The overall quality of transistors is one of the leading issues in MOS (Metal Oxide Semiconductor) integrated circuits. This paper focuses on the gate-oxide layer of the MOS transistor and contains a comprehensive discussion of its quality using a 12.2 nm thick thermally grown gate-oxide. However to fully understand the impact of the gate-oxide layer it is important to review the transistors structure and operation to see just how much of its performance depends on the quality of its gateoxide.
The MOS transistor is a voltage controlled current source created through a semiconductor layering process. A simplified version of both NMOS and PMOS devices are shown in Figure 1 below along with a corresponding circuit representation.
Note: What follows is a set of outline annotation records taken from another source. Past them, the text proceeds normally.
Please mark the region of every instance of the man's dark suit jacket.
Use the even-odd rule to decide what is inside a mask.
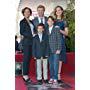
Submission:
[[[38,34],[33,38],[33,46],[32,46],[33,56],[37,59],[41,57],[46,58],[49,54],[48,47],[48,37],[45,33],[42,35],[42,41],[40,42]]]
[[[49,53],[56,53],[56,50],[61,50],[61,34],[60,29],[56,26],[53,26],[51,34],[49,33],[49,28],[47,30],[49,37]]]
[[[32,20],[34,26],[35,26],[35,29],[37,29],[37,26],[39,24],[39,20],[38,20],[38,17],[35,17],[33,20]],[[47,27],[48,27],[48,24],[47,24],[47,17],[45,16],[45,31],[47,30]]]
Structurally the transistor is composed of a bulk silicon substrate of type n or p (phosphorous or boron doped respectively) shown with connection B. An insulating layer of gate oxide is grown to isolate the polysilicon gate, with connection G, from the substrate material. Finally two implanted regions of n or p type silicon are added to created a source and drain area, connection S and D, respectively.
The fundamental principal of transistor operation is quite simple. For NMOS a positive voltage is applied to the gate, this begins to draw minority carriers, i.e. electrons, to the gate substrate interface, creating a conduction path between source and drain. A positive voltage applied to the drain (with source at ground) sweeps the electrons form source to drain creating ID, the fundamental current of interest in MOS operation. This is illustrated below in Figure 2.
At this point the importance of the gate-oxides insulating properties can be seen clearly. In theory the potential across the oxide draws carriers from the substrate to create a conduction path between source and drain with no current flowing into the gate. In reality however, some small amount of current does flow through the gate. If there are defects present in the oxide this current can begin to grow quickly as gate-voltage is applied. A set of criteria needs to be in place to identify the quality of a gate-oxide and its potential to be a perfect insulator.
Fig1
From above it can seen the great physical length current must flow in a transistor, in contrast to the extremely thin layer of oxide attempting to contain the current flow to the substrate alone, and not into the gate. Any small defect in such a thin layer of material could be catastrophic to the quality of the transistor. In order to project the quality of an oxide under normal operating conditions, full time dependent reliability of the SiO2 (gate-oxide) layer should be analyzed. This should include a complete charge-to-breakdown characterization of the oxide.
Oxide field strength as related to reliability is commonly plotted in a histogram, an example of which is shown Figure 4. With the independent variable the breakdown field strength, and the dependant variable breakdown frequency. Mode A failures are usually the result of gross processing mistakes (pin holes in the oxide, direct shorts, tester error) and are not solely considered a result of poor oxide; as such they will not be dealt with in this thesis. Mode C failures are called intrinsic failures and are inherent to every device. They are related to natural oxide deterioration. Oxide is gradually weakened by the passage of gate current. This weakening over time permits a continuous conductive path. At some point current will abruptly discharged through this path irreversibly breaking down the oxide. Mode B failures are considered defect driven, commonly referred to as extrinsic failure. Possible issues may be: contamination in the oxide film or substrate, surface roughness, thickness uniformity (localized thin oxide regions), crystalline defects in the substrate, or plasma-induced degradation.